12. Definitions. Except as may otherwise be defined herein, the following terms are defined for the purposes of this Agreement as follows:
“Agreement” means this End User License Agreement and Order Form constituting the entire agreement between the Licensor and the Customer pertaining to the matters set forth therein.
“Bomgar Software” means the package of proprietary computer software programs, in Object Code as identified on the Order Form. Unless specifically indicated or the context requires otherwise, the term Bomgar Software shall include all Upgrades to the Bomgar Software provided to Customer by Licensor.
“Confidential Information” has the meaning set forth in Section 9.
“Customer Services Plan” means a written plan as agreed upon between Licensor and Customer regarding the provision of Maintenance Services in addition to, or in substitution of, the specific Maintenance Services as described in this Agreement.
“Documentation” means the written or electronic documents, help files, and other textual matter that describes the specifications, functionality, and limitations, which are included with the Software.
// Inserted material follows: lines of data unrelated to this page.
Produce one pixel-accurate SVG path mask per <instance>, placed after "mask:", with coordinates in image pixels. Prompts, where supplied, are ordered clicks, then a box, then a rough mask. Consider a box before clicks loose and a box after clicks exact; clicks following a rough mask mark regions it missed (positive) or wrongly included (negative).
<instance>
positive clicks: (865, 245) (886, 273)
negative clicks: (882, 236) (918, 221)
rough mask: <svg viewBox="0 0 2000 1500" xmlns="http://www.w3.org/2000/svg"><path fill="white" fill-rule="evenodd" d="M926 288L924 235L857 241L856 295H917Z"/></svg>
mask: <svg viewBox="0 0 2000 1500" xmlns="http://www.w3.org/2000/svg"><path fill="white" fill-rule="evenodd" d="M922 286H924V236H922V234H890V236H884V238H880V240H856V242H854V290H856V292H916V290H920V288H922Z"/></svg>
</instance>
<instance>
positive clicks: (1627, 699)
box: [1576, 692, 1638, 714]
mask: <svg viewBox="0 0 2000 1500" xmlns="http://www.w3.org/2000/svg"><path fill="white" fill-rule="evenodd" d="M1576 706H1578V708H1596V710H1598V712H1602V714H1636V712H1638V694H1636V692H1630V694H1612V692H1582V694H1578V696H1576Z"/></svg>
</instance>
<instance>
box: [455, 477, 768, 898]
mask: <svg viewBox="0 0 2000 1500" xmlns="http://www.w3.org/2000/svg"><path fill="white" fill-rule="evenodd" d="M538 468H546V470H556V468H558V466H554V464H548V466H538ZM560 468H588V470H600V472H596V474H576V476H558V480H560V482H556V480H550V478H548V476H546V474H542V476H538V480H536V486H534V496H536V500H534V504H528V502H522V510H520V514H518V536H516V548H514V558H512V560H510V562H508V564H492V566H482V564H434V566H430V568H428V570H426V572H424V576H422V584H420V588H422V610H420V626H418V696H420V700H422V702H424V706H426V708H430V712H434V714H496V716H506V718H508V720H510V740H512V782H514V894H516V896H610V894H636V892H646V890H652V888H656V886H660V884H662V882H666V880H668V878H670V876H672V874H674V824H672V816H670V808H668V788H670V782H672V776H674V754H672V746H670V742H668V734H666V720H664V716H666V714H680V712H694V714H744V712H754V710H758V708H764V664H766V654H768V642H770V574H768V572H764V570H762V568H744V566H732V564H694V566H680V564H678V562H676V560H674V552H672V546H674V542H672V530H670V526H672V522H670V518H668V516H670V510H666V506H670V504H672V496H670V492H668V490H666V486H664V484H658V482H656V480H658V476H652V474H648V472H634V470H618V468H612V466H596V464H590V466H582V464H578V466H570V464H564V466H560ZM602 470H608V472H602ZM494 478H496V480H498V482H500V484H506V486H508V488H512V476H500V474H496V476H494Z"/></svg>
Documentation shall not include Source Code.
“Hardware” means the computer equipment and firmware and software included therewith manufactured by Licensor, its affiliate(s) or third-party original equipment manufacturer(s) and sold by Licensor to Customer as more particularly identified on the Order Form.
“License” means any personal, nonexclusive, nontransferable, nonassignable license or licenses for Customer's internal use only granted by Licensor to Customer to use the Software subject to the terms and conditions of this Agreement.
“License Fee” means the fee (as set forth on the Order Form) paid by Customer to Licensor for the license to the Software granted herein.
“Log-In User(s)” means the individual user of the Software that is logged in to use the Software.
“Maintenance Services” means the services provided by Licensor to Customer as described in Section 3.
“Object Code” means the binary machine-readable version of the Software.
“Order Form” means the Licensor produced quote/order, or similar document, between Licensor and Customer referencing the licensing of the Software, any Hardware purchases, Licensee Fee(s), and any Maintenance Services fees, and accepted in writing by Customer or through a click through acceptance. The Order Form is a material part of this Agreement.
“Software” means the package of computer software programs, in Object Code form, as identified on the Order Form. Unless specifically indicated or the context requires otherwise, the term Software shall include all Upgrades to the Software provided to Customer by Licensor. Software includes all Third Party Software and all terms applicable to Software generally shall apply to Third Party Software, except as expressly stated herein.
“Source Code” shall mean those statements in a computer language, which when processed by a compiler, assembler, or interpreter become executable by a computer.
“Third Party Software” means the package of computer software program(s) in object code or restricted code form that are owned and licensed by parties other than Licensor and that are either included with the Hardware, integrated with or made part of the Software, or otherwise necessary for the operation of the Software. Unless specifically indicated or the context requires otherwise, the term Third Party Software shall include all Upgrades to the Third Party Software provided to Customer by Licensor or by the applicable third party owner or licensor.
“Upgrade” means any modification, correction, enhancement, deletion, or substitution to Software, including but not limited to, any data file or module thereto, that may be provided by Licensor or a third party, whether under this Agreement, or any other agreement between Customer and Licensor. Upon the installation of any Upgrade of the Software, Customer's License to previous versions of the Software terminates immediately.